Patients may experience a “halo effect” during the first 4 to 6 weeks following PRK as the epithelium continues to heal. This phenomenon is more likely to occur at night when pupillary dilation allows for the transmission of light at the edge of the ablation zone. This symptom tends to diminish with time and generally does not warrant a change in treatment. Pilocarpine drops may be administered to promote pupillary constriction, but many patients do not tolerate these drops well.[36]

Central corneal islands:

The formation of central islands along the cornea is an incompletely understood and likely multifactorial complication that may result in blurred vision. Central islands may be visible as small central shadows on retinoscopy, and the diagnostic confirmation is by computed videokeratography showing elevations within the central or pericentral zone. Theorized causes of central island formation include emission of debris during laser ablation that interferes with laser pulses, uneven intraoperative corneal surface hydration that reduces central corneal ablation rate, and a higher degree of postoperative epithelial hyperplasia in the central cornea. Notably, the incidence of central islands following PRK has significantly decreased with the advent of new technology specifically designed to prevent their formation.[37] Central island formation is preventable by producing additional pulses to the central 2.5-mm area. Central islands tend to disappear within months but may be removed by the excimer laser if persistent after 6 to 12 months.[38]

Ectasia:

Ectasia is a very rare complication in the modern era due to strict adherence to the inclusion criteria, technical improvements in the excimer laser, and increased ability to interpret and assess preoperative surface data.[39] One retrospective study found the incidence of post-PRK ectasia to be 0.03%, and all noted cases occurred in individuals with underlying keratoconus.[40] The use of collagen cross-linking may prevent corneal ectasia in patients with keratoconus undergoing refractive surgery.[41]

Decentration:

Decentration may occur due to poor pupil fixation and significant eye movements. Decentration may result in increased astigmatism, glare, haloes, and worse visual outcomes. Decentration tends to occur more often in eyes with higher attempted corrections due to the longer period required for fixation.[3] Rates of decentration have decreased as a result of pupil tracking technology. Prevention of decentration involves proper stabilization of the patient’s head and stopping the procedure if the patient begins to lose fixation. If symptomatic, decentration treatment is possible with wave-guided enhancements.[42]

Corneal erosion:

Persistent corneal erosion is an early complication that presents as pain, tearing, and photophobia upon awakening. Corneal erosion tends to occur outside the area of ablation. Symptoms are manageable with hypertonic drops and ointment. If these do not succeed in reducing symptoms, placement of a BSCL or phototherapeutic keratectomy (PTK) is another option.[43]

Corneal haze:

Corneal haze is a late complication that typically peaks in intensity at 1 to 2 months following laser refractive surgery and disappears within 6 to 12 months. Histological studies from animals and humans have demonstrated that haze is likely due to migration of keratocytes and deposition of abnormal glycosaminoglycans and nonlamellar collagen in the anterior stroma during the wound healing response.[44] Increased haze is related to the depth of laser ablation, epithelial removal technique, intraoperative corneal dryness, and homogeneity of the laser beam.[3] The risk of haze development is significantly higher in patients with hyperopia or high myopia.[45] The likelihood of haze development may be reduced with MMC 0.02% intraoperatively for 2 minutes or two to four times daily in the postoperative period for 1 to 4 weeks.[46] Moderate to severe haze that interferes with vision may be treated with topical steroid drops five times daily that get tapered over 2 or 3 months with signs of clinical improvement.[3] Steroid drops decrease DNA synthesis and lens-specific antianabolic activity, thereby inhibiting keratocyte activity and collagen synthesis. Persistent haze beyond 6 to 12 months may have treatment with topical MMC alone, superficial keratectomy, or PTK with or without MMC.[47] We additionally recommend the application of a BSCL, which should remain on the cornea until the resolution of the underlying epithelial defect is complete.
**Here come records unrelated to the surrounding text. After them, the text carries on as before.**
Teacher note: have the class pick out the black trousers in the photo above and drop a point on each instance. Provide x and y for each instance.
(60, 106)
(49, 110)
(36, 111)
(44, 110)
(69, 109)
Persistent refractive errors:

Persistent refractive errors may occur following laser refractive surgery due to under-correction, overcorrection, or regression. Refractive errors are more likely to occur at higher corrections. Undercorrection may arise from insufficient initial treatment, significant myopic regression, or an excessively moist cornea during refractive surgery. Factors that promote regression include preoperative flat keratometry, small optical zones, steep wound edge, and secondary UV exposure.[3] Undesirable regression may be combated with aggressive use of topical steroids and wearing UV-protective sunglasses when exposed to sunlight at high altitudes for six months following laser refractive surgery. Conversely, overcorrection occurs due to an excessively dry cornea or preoperative assessment that fails to account for accommodation. A small amount of initial overcorrection is often considered acceptable as regression will take place with time. Regression can be promoted by prolonged wear of a BSCL or topical NSAID drops four times daily for 1 to 2 months.

Options for treatment of persistent refractive errors include further surface ablation, LASIK, and PTK depending on the amount of desired correction, corneal thickness, and the amount of corneal haze. These enhancement procedures generally get delayed until achieving stable refraction for at least 3 to 6 months.[3] Patients with corneal haze should wait at least 6 to 12 months for symptoms to improve before enhancement surgery. Some authors have suggested the idea of using collagen cross-linking alone for the treatment of small amounts of residual refractive error, though this has not yet had research as an option.[48]

Clinical Significance

Long-term visual outcomes for patients who undergo PRK are generally very good. One study of patients with a 15-year follow-up found 55% of eyes to be within +/- 1 D and 85% within +/- 2 D.[1] Technical improvements in the excimer laser and the adoption of a peripheral transition zone have allowed for more predictable outcomes.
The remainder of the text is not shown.